Please discuss what is in the exosomes that can cause the effects observed, is it just the presence or the proteins and other biomolecules inside them or on their surface? 

In the conclusion, please provide more details on how your data can highlight "the complex interaction between host genetics, immune responses, and the gut microbiome in cadmium-induced colitis". The data presented did not analyze host genetics nor the immune responses. Likewise, the limitations of the study and the field of application is not clearly mentioned in the discussion. For instance, the study was performed on a murine model of colitis induced through the FMT from sheep exposed to cadmium. The murine model was not germ-free, but treated with antibiotics, which do not assure complete elimination of host microbiota. Furthermore, if trying to broaden the possible application of these results to human diseases like IBD, the diet of sheep, mouse, and humans is very different, so the microbiota and probably the biomolecule's content of milk exosomes in each species.

Considering that mice received FMT along with the exosomes, can this be a factor that could have influenced the result? Can exosomes could be targeting the microbiota before it was stablished? Could administration of the milk exosomes days after or before FMT produce different results? This considering that the exosomes could function as a treatment when the colitis is already stablished, or as a profilacting agent to prevent colitis.

In the methodology section, there are missing details of the methodology followed in multiple points, please revise.

For example, in methodology point 4.2, please add the number of reference por "Feng et al.".

Western blots (point 4.8) mention that total protein from colon tissues was used; however, the results section (point 2.1) implies that the western blots were performed with the exosome proteins. Please revise. Likewise, please include the total quantity of protein added to the SDS-PAGE gel, the dilution of the primary antibodies, and the secondary andtibodies used and their dilution.

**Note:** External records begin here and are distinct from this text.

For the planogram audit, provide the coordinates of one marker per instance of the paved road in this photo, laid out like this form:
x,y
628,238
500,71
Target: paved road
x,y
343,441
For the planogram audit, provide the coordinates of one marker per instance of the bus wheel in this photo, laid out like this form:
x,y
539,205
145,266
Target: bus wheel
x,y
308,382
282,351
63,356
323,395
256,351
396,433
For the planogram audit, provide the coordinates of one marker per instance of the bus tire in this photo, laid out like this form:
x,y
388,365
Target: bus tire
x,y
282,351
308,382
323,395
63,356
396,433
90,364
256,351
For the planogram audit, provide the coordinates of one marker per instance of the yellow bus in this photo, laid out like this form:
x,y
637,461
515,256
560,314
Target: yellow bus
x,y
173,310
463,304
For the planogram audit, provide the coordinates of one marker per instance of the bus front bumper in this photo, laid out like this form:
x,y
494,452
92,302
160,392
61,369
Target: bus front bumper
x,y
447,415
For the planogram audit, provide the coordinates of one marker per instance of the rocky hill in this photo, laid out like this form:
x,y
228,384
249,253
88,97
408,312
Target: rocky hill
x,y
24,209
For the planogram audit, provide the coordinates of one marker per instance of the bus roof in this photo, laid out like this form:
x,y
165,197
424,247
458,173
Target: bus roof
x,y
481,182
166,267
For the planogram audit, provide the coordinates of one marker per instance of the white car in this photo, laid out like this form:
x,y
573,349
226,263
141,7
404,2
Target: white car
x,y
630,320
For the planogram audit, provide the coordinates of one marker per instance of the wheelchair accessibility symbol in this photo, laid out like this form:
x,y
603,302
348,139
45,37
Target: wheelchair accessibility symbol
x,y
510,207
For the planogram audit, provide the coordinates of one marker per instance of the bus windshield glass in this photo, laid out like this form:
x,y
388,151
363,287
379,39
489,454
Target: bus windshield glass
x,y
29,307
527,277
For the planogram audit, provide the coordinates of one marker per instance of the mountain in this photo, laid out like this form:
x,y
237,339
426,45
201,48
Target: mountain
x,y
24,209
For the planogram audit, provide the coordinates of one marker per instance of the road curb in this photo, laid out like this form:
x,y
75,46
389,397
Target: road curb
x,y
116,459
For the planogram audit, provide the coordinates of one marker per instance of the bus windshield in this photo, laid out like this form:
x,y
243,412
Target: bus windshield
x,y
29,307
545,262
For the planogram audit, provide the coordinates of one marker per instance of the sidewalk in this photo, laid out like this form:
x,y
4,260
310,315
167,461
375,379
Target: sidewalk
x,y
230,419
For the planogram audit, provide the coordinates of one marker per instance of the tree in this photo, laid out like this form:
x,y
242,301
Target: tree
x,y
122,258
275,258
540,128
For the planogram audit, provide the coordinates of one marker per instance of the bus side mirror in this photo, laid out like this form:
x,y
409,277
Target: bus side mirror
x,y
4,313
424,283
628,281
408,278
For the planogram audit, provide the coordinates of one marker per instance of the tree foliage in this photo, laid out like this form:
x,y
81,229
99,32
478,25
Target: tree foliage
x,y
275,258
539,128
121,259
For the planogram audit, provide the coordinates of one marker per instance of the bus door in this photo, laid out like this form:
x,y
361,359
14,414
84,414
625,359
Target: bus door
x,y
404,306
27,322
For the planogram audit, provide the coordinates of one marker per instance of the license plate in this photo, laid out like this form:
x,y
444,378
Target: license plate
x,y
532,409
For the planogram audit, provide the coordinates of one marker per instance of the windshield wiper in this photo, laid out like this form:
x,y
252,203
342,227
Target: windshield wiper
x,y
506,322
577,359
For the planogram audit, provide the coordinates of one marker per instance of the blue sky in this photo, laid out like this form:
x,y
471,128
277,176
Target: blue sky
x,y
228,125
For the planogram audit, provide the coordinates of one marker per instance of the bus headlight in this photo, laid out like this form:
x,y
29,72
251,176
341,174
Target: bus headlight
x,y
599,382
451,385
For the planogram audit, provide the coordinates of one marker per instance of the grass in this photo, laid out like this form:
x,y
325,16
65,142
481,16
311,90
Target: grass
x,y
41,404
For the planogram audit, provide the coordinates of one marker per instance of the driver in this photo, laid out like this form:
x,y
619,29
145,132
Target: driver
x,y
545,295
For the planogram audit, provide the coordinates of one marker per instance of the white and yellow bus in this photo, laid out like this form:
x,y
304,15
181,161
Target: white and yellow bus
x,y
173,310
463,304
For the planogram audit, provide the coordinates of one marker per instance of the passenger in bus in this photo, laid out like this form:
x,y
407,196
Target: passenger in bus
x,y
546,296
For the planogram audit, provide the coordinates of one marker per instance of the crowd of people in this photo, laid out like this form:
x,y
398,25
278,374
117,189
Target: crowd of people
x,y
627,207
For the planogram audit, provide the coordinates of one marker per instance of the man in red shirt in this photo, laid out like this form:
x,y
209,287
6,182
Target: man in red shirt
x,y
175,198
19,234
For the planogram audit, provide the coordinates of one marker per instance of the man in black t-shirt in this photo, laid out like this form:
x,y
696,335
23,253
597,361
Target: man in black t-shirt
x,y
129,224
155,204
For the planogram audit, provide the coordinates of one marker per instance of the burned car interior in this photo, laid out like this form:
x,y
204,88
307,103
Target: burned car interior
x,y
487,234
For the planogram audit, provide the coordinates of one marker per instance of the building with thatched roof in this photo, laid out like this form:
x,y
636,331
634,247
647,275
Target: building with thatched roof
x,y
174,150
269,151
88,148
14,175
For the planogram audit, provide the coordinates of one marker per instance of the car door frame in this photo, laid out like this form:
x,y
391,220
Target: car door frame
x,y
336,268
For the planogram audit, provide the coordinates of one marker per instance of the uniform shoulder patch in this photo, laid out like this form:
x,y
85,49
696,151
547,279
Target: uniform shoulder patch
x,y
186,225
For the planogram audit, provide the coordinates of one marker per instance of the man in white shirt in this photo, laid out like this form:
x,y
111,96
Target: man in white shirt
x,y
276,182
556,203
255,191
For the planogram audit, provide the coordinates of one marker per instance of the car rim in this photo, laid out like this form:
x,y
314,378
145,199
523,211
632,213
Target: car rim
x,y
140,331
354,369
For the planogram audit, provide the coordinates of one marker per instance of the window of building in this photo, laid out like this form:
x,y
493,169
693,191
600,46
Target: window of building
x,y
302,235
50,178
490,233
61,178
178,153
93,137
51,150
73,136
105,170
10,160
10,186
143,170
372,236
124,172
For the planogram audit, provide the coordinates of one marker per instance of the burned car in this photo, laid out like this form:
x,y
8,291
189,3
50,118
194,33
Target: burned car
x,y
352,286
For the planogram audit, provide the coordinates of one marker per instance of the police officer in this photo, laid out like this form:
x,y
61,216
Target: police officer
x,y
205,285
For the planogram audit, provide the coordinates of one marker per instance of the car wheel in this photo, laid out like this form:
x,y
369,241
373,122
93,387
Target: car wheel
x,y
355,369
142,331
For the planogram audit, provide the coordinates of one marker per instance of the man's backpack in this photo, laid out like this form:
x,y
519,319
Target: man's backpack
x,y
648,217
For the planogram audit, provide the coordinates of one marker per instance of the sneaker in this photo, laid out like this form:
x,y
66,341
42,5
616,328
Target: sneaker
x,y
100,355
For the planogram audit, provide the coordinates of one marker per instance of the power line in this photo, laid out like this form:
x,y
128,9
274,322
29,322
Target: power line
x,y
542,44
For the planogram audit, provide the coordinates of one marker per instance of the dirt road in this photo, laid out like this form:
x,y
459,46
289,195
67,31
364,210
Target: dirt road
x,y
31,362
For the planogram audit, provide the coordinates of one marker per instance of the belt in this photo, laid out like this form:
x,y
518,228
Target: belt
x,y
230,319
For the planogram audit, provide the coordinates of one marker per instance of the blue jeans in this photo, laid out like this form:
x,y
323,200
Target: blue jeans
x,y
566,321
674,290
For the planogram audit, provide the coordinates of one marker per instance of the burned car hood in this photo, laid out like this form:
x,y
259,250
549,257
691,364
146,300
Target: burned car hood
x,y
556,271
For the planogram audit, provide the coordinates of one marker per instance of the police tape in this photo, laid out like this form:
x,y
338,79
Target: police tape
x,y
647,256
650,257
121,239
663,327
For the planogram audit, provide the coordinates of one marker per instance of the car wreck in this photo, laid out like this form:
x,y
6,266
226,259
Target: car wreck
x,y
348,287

In point 4.9, there are no details on the construction of cDNA libaries.

Point 4.1016. is probably 4.10. 

It is mentioned that a metabolomic analysis was performed on the discussion and methods, but there are no results from it.

As for the supporting information (blot images), what sample is in each line, and how did you determine the molecular weight of the bands from those images, since no molecular weight ladder is visible? Likewise, the images are cut just to show a single band. Were there any other bands in each lane? Was any positive or negative control included?

 

Author Response

Please see the attachment.

Round 2

Reviewer 1 Report

Comments and Suggestions for Authors

The authors have adequately responded to all comments and the manuscript can now be considered for publication. 

Reviewer 2 Report

Comments and Suggestions for Authors

The author's replied satisfactorily to the provided suggestions and concerns.

Just a minor comment: Please homogenize "Cd" or"CD". For example, in lines 132 and 145, "Cd" is used, while in lines 130 and 134, "CD" is used. Likewise, some figures and figure legends include either Cd or CD.